LE PASSAGE POMMERAYE – RÉGION PAYS-DE-LA-LOIRE – DÉPARTEMENT DE LA LOIRE-ATLANTIQUE

Après deux ans de restauration,  le Passage Pommeraye apparaît à nouveau dans toute sa splendeur. Joyau de la ville de Nantes, il est considéré pour la beauté de son décor comme l’un des plus remarquables passages du XIXe siècle.

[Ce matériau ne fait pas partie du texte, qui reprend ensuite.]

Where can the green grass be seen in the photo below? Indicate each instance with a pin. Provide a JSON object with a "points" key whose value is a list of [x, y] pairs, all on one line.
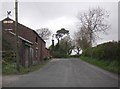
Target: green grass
{"points": [[10, 68], [111, 66]]}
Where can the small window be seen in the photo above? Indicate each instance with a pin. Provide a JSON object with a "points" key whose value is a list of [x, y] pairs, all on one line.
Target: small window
{"points": [[36, 40], [36, 53], [8, 21]]}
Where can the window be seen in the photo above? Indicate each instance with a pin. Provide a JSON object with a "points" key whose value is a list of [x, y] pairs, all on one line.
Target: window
{"points": [[36, 40], [36, 53]]}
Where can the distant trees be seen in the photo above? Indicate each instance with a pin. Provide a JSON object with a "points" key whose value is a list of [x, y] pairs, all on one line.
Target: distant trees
{"points": [[44, 33], [91, 23], [60, 33]]}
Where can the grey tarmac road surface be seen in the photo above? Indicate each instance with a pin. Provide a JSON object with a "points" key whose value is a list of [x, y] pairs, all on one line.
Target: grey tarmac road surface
{"points": [[71, 72]]}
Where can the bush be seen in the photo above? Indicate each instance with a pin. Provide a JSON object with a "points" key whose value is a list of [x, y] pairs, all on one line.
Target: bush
{"points": [[108, 51]]}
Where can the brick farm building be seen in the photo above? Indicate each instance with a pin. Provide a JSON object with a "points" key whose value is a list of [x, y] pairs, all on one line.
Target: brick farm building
{"points": [[32, 48]]}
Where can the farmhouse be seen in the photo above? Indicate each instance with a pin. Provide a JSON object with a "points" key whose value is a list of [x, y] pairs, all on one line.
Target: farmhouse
{"points": [[32, 48]]}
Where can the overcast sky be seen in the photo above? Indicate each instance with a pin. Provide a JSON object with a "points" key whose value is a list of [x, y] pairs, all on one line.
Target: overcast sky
{"points": [[57, 15]]}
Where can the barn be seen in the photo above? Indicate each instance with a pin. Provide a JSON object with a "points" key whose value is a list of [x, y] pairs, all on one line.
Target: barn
{"points": [[32, 48]]}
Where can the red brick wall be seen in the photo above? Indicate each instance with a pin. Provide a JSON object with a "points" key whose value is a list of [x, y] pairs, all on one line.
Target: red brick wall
{"points": [[30, 35]]}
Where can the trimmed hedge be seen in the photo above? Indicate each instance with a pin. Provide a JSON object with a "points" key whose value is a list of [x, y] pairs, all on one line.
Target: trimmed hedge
{"points": [[107, 51]]}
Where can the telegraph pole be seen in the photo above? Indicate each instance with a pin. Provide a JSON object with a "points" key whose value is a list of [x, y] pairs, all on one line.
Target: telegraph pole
{"points": [[16, 30]]}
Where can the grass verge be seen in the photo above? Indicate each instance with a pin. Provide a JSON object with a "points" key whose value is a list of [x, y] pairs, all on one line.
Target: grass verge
{"points": [[111, 66], [10, 68]]}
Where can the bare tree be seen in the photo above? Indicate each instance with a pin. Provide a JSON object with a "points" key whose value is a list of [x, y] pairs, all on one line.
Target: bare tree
{"points": [[60, 33], [44, 33], [94, 21]]}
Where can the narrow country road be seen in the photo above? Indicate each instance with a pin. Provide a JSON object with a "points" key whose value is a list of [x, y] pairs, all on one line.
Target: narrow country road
{"points": [[70, 72]]}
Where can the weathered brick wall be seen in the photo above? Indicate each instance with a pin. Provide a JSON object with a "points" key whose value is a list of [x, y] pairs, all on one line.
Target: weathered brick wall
{"points": [[30, 35]]}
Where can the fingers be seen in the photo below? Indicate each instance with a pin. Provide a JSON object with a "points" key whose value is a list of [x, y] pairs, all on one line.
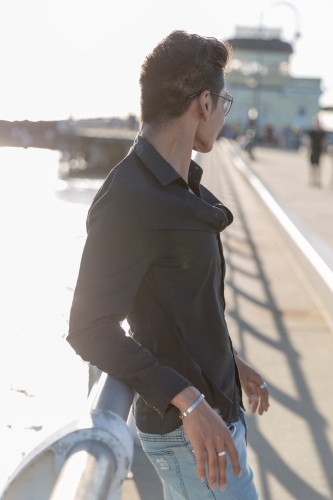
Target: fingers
{"points": [[222, 471], [259, 398], [234, 458], [217, 465], [213, 469], [200, 456]]}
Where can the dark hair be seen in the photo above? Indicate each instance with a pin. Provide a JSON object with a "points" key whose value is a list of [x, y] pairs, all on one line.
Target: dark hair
{"points": [[179, 66]]}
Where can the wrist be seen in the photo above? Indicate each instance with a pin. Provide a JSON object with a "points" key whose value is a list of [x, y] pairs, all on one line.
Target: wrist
{"points": [[185, 398]]}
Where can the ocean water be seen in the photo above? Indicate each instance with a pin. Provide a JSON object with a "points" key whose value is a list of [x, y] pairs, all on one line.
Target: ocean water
{"points": [[43, 384]]}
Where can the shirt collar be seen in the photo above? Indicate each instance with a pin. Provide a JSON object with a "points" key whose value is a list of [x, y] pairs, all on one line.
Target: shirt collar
{"points": [[159, 167]]}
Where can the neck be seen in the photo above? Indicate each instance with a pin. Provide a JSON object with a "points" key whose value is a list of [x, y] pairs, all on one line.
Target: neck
{"points": [[174, 142]]}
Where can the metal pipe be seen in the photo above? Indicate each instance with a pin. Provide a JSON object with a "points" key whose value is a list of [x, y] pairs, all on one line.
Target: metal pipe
{"points": [[90, 468], [113, 395]]}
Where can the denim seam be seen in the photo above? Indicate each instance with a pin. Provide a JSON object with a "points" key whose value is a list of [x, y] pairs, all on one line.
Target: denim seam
{"points": [[178, 471]]}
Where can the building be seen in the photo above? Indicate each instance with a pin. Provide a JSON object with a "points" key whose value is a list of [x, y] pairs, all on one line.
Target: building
{"points": [[265, 95]]}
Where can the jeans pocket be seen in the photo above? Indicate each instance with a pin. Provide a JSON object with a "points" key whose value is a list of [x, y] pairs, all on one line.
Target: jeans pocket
{"points": [[167, 467]]}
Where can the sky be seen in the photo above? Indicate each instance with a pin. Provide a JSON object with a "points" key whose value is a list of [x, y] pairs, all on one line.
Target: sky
{"points": [[82, 58]]}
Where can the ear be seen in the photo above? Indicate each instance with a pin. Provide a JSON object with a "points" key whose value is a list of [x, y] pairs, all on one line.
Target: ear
{"points": [[205, 103]]}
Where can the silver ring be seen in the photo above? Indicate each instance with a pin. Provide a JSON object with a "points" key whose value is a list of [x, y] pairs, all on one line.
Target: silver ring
{"points": [[262, 386], [221, 453]]}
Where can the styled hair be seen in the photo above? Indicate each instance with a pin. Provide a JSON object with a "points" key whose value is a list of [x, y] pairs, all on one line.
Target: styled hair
{"points": [[179, 66]]}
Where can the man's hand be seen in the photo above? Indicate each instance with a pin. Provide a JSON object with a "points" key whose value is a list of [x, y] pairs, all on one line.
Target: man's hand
{"points": [[251, 380], [208, 435]]}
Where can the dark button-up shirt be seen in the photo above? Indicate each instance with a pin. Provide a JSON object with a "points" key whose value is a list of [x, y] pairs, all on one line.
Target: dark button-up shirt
{"points": [[153, 255]]}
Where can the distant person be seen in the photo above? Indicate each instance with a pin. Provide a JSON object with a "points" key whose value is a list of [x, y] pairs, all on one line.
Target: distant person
{"points": [[316, 147], [153, 255]]}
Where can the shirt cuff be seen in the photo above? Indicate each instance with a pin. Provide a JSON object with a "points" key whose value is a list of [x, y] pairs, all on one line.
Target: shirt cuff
{"points": [[166, 386]]}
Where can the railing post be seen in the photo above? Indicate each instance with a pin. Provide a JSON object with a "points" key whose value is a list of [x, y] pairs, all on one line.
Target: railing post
{"points": [[87, 459], [90, 468]]}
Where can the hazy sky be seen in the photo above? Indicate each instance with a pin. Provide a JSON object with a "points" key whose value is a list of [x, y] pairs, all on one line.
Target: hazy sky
{"points": [[83, 57]]}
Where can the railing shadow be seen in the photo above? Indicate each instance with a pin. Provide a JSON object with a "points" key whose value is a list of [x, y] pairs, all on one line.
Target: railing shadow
{"points": [[271, 462]]}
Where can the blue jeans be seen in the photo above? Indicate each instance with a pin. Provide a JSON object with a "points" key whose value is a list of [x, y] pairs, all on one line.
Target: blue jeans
{"points": [[174, 460]]}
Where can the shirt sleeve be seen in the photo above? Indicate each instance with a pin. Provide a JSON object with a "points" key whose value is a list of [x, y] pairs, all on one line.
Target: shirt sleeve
{"points": [[116, 256]]}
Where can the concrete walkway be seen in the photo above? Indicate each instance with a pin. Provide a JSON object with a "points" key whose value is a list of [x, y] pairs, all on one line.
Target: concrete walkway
{"points": [[277, 327], [287, 174]]}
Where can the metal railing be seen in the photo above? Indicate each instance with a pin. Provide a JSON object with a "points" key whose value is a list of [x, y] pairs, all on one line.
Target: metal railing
{"points": [[90, 458]]}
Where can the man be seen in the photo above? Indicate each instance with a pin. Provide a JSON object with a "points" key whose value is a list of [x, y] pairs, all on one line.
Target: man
{"points": [[316, 147], [153, 255]]}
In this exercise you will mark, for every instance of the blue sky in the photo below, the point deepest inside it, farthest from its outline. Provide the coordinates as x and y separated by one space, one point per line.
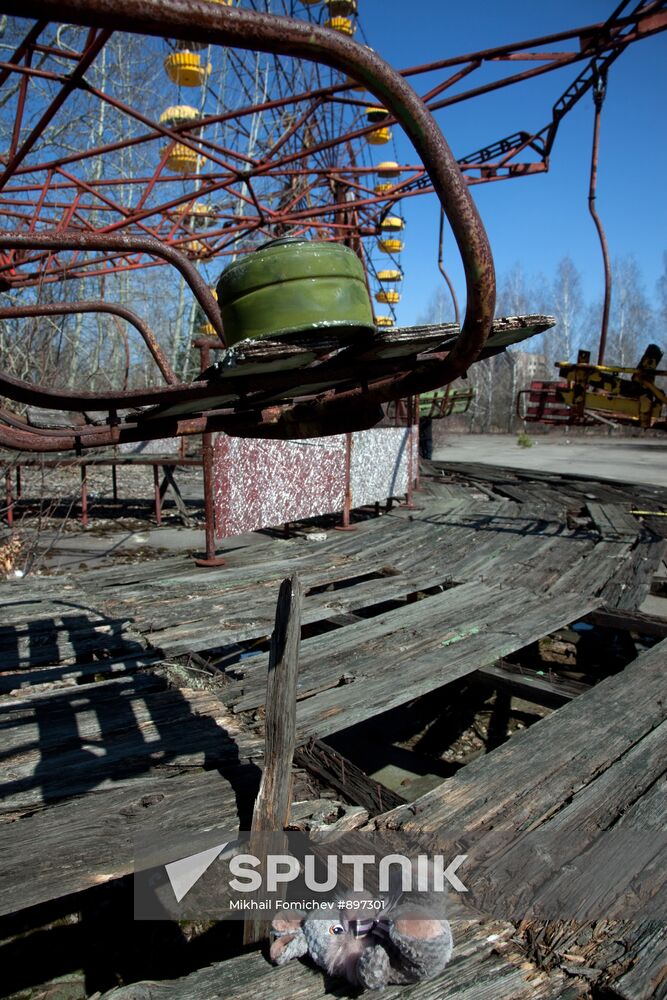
536 220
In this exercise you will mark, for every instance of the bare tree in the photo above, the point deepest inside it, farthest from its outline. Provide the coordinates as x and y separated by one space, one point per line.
567 305
632 321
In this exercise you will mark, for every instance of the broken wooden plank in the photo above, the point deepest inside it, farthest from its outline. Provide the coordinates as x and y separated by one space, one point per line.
84 842
542 690
340 773
630 621
612 520
272 807
485 966
555 797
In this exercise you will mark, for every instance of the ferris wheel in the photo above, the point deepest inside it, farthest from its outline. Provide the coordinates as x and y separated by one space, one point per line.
132 143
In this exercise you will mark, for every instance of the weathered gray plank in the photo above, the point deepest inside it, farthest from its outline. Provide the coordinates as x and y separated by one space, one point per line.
82 843
483 967
173 729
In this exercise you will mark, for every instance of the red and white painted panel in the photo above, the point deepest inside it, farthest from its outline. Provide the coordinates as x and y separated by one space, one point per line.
260 484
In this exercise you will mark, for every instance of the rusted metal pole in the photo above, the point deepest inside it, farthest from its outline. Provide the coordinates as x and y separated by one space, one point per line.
274 799
598 97
97 305
157 495
9 497
408 504
84 495
245 29
210 560
347 500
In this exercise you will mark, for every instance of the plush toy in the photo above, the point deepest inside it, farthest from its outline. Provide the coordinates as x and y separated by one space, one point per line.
368 953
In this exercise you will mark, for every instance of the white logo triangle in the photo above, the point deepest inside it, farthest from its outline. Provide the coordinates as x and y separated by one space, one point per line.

 Nantes, 1837.  Un jeune notaire, Louis Pommeraye, propose au maire de la ville de créer dans un quartier insalubre un passage bordé de boutiques de luxe comparable à ceux qui fleurissent dans les capitales européennes. Après l’achat des parcelles et l’expropriation des résidents, il fallut trois ans aux architectes Buron et Durand-Gasselin pour en assurer la réalisation.  Inauguré en 1843, le passage est  composé de trois galeries appelées autrefois galerie de la Poste, de l’Horloge et de la Bourse, établissant une liaison entre la rue de Santeuil et la rue de la Fosse, 9,40m plus bas.  Sur le plan financier, cette entreprise fut pour Louis Pommeraye un terrible échec : il mourut en 1850 totalement ruiné. En revanche, sur le plan architectural, le passage est une magnifique réussite. Il est organisé sur trois niveaux autour d’un grand escalier bénéficiant d’un éclairage zénithal délivré par une grande verrière. Tout autour, colonnes de pierre, réverbères au gaz, statues allégoriques représentant notamment l’industrie, les arts, l’agriculture ou encore les sciences, font de ce lieu un véritable palais du commerce. Les Nantais viennent volontiers y flâner et découvrir les belles vitrines d’une soixantaine de magasins récemment complétés par la toute nouvelle galerie de Santeuil.

Le saviez-vous ? Originaire de Pontchâteau près de Nantes, le cinéaste Jacques Demy déclarait : « Mes promenades se terminaient immanquablement par la traversée magique du passage Pommeraye. » Il y a installé ses caméras à deux reprises pour Lola en 1962 et Une  chambre en ville en 1982.